For instance, in a December 2017 decision in the case that U.S. cosmetics company Coty Inc. filed against fragrance distributor Parfümerie Akzente GmbH, the European Court of Justice determined that “a supplier of luxury goods can prohibit its authorized distributors from selling those goods on a third-party internet platform such as Amazon,” stating that “such a prohibition is appropriate and does not, in principle, go beyond what is necessary to preserve the luxury image of the goods.”

That decision was followed by one from the Düsseldorf Higher Regional Court, which held that Japanese luxury cosmetics company Kanebo may limit where its beauty products are sold.

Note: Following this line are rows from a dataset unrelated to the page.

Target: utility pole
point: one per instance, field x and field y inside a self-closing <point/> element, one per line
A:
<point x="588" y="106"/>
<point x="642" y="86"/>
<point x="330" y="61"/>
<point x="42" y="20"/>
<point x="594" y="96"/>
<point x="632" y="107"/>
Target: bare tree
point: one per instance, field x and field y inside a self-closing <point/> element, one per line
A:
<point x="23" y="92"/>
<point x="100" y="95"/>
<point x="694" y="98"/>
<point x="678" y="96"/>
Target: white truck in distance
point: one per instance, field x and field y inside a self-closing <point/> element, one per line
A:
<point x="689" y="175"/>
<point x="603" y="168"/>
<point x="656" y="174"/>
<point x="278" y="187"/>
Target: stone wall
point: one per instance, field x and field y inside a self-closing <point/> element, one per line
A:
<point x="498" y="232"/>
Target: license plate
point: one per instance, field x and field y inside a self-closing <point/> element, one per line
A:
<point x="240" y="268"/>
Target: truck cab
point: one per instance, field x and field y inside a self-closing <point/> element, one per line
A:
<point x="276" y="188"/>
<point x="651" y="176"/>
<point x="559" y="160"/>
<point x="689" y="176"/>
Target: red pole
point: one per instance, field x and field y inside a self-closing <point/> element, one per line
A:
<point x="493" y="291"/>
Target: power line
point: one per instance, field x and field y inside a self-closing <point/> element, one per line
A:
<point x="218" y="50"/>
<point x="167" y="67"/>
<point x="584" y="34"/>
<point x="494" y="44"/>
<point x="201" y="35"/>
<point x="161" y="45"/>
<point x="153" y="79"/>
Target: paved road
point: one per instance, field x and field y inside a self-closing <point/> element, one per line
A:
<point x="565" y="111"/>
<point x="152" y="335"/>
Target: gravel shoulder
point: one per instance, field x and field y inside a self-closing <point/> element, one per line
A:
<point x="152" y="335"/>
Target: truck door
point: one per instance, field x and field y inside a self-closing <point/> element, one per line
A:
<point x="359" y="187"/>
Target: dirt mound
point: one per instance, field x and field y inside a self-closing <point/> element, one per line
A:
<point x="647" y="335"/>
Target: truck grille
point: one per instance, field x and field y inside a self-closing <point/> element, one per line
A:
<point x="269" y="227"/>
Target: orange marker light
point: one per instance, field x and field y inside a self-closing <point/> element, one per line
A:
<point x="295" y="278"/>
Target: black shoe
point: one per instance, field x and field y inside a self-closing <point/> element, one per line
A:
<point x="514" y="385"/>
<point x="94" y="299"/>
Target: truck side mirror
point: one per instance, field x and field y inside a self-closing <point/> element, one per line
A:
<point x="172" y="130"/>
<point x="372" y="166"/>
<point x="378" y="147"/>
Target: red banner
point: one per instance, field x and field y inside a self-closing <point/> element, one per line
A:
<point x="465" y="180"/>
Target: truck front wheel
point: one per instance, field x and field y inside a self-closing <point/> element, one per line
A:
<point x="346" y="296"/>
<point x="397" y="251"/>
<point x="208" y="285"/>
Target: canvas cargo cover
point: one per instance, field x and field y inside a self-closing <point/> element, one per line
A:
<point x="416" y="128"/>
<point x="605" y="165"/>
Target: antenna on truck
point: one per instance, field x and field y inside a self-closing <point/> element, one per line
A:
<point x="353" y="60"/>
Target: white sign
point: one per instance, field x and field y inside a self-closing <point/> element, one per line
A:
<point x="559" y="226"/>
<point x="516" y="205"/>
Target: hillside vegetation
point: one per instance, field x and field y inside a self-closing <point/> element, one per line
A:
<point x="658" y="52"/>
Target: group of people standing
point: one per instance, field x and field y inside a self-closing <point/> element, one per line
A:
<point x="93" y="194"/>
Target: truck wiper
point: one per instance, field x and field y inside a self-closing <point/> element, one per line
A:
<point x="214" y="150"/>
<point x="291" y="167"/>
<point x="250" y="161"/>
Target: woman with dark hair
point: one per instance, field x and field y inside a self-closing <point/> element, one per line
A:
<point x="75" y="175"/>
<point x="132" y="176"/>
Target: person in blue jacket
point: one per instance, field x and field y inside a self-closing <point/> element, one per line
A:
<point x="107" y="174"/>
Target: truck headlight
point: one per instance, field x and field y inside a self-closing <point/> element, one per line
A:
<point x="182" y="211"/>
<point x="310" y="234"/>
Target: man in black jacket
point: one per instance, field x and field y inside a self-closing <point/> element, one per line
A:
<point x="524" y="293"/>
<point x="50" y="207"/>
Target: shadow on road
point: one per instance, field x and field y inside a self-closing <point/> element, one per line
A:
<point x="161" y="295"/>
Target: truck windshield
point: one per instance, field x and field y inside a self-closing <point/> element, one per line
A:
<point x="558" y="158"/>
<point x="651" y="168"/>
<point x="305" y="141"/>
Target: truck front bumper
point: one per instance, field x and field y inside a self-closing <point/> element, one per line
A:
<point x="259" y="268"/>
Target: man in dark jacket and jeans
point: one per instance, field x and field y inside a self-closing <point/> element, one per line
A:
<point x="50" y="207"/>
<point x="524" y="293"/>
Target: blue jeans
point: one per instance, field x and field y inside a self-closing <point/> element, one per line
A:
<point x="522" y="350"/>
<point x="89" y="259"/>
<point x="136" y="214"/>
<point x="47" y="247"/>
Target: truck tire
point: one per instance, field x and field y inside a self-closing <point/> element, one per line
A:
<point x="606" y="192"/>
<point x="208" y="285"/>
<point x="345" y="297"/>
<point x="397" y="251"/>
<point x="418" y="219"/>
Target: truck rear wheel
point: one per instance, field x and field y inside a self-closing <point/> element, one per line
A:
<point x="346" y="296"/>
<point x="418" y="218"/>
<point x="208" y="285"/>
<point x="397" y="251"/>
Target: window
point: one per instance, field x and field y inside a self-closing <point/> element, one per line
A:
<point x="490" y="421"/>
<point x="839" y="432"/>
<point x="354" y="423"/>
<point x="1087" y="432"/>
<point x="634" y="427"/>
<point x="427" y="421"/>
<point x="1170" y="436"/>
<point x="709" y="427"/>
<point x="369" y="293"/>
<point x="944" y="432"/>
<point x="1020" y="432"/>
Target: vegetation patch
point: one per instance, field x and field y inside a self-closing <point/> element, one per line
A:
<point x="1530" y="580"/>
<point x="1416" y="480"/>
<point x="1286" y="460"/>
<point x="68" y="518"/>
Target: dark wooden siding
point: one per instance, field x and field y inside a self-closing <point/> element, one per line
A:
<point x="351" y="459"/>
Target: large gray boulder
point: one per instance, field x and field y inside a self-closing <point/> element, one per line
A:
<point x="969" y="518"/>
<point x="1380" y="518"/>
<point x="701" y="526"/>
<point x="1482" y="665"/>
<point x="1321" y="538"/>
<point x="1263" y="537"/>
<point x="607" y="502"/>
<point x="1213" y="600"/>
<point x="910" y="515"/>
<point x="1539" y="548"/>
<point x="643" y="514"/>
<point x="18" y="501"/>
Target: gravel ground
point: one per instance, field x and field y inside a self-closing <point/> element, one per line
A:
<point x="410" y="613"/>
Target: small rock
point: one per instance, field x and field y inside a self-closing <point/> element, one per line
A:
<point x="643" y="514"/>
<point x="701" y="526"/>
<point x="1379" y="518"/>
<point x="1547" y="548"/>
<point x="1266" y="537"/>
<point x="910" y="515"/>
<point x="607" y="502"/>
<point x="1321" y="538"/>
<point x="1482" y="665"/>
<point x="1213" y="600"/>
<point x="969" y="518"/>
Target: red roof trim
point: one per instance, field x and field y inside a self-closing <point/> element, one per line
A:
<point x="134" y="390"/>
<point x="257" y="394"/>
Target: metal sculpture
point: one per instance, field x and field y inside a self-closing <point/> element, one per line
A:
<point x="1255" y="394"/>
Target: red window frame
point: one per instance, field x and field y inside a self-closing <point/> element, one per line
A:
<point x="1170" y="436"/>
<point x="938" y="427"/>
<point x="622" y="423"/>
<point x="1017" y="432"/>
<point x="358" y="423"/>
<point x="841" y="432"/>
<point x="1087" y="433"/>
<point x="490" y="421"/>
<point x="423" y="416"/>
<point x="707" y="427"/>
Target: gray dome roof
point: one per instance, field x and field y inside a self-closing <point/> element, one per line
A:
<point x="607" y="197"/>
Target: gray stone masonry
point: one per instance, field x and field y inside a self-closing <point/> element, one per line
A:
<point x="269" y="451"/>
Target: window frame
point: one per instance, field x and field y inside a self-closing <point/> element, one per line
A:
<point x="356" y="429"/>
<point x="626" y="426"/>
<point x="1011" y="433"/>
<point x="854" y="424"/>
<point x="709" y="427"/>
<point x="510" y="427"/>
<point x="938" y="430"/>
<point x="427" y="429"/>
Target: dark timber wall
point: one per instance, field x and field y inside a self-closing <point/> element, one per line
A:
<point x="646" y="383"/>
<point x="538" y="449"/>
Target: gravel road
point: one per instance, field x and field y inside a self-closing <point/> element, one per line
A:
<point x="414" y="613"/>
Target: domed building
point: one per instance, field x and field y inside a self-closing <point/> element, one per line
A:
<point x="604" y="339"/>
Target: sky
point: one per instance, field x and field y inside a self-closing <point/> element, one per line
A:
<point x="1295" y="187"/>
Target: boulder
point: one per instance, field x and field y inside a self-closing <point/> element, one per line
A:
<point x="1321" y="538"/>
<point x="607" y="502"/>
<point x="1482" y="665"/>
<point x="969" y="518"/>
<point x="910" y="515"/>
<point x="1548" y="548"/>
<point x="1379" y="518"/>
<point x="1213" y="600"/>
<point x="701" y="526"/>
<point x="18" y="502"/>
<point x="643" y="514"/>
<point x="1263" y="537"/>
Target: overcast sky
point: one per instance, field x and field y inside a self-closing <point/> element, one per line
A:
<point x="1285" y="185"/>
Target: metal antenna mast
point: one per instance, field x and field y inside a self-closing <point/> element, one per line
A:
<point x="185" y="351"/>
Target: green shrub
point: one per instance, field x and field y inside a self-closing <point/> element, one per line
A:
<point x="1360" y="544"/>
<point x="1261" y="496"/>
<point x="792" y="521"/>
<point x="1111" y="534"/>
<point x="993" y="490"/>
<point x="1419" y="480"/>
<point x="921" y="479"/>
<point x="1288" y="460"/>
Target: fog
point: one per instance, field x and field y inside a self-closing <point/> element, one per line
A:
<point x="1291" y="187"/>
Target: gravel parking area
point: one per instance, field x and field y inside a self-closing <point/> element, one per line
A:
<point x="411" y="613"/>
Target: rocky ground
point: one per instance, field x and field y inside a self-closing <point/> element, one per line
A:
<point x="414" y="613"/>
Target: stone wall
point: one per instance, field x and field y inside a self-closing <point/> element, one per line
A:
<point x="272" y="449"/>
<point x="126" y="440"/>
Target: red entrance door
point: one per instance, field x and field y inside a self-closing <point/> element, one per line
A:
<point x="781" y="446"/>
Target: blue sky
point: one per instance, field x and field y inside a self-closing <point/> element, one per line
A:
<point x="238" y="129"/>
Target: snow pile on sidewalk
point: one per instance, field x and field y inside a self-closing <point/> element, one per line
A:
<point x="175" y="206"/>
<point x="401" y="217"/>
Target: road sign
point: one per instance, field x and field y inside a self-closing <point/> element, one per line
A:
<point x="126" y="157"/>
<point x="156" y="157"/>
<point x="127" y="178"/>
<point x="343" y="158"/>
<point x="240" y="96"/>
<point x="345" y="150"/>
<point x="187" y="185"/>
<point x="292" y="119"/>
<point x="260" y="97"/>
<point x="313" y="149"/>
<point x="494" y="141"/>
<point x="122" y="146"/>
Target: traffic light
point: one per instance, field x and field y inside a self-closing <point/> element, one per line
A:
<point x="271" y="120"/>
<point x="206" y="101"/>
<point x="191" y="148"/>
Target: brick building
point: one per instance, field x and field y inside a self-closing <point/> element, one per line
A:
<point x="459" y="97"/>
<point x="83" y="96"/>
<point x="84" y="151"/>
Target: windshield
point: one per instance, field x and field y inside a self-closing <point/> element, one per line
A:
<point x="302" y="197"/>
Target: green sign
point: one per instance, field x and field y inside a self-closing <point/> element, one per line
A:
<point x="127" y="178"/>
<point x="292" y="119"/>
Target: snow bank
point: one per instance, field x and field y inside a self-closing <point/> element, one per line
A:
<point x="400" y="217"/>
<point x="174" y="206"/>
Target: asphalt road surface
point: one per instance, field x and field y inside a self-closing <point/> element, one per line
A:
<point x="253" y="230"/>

Specifically, the court held that Kanebo may prevent real, the European equivalent of Walmart or Target, from offering authentic versions of both Kanebo’s namesake products and those from sister brand Sensai, for sale in its brick-and-mortar locations, as well as on its website.

In that case, the Kanebo products that were being offered for sale by real had not physically altered in any way (which is an important factor to consider from a first sale standpoint), and yet, the court was willing to determine that real was in the wrong, nonetheless, because its stores were not “comparable to the luxurious environment where the [Kanebo] goods are usually offered for sale.”

According to a statement from Noerr LLP, the law firm that represented Kanebo, “With this landmark decision, a higher German court has for the first time recognized that manufacturers of luxury goods can put a halt to the sale of grey market goods” – i.e., authentic goods that are sold outside the authorized distribution channels – “if their products are sold in an environment damaging to their reputation and image.”

Should such restrictions eventually come to play in the U.S., that could prove damning for Amazon, which derives “a majority of sales on its marketplace [from third-party sellers],” according to Motley Fool, thereby helping it to generate $42.75 billion in revenue (from third-party marketplace sales, alone) in 2018. That is, of course, assuming that the products are not actually fake in the first place, as many parties allege and as Amazon appears very willing to deny.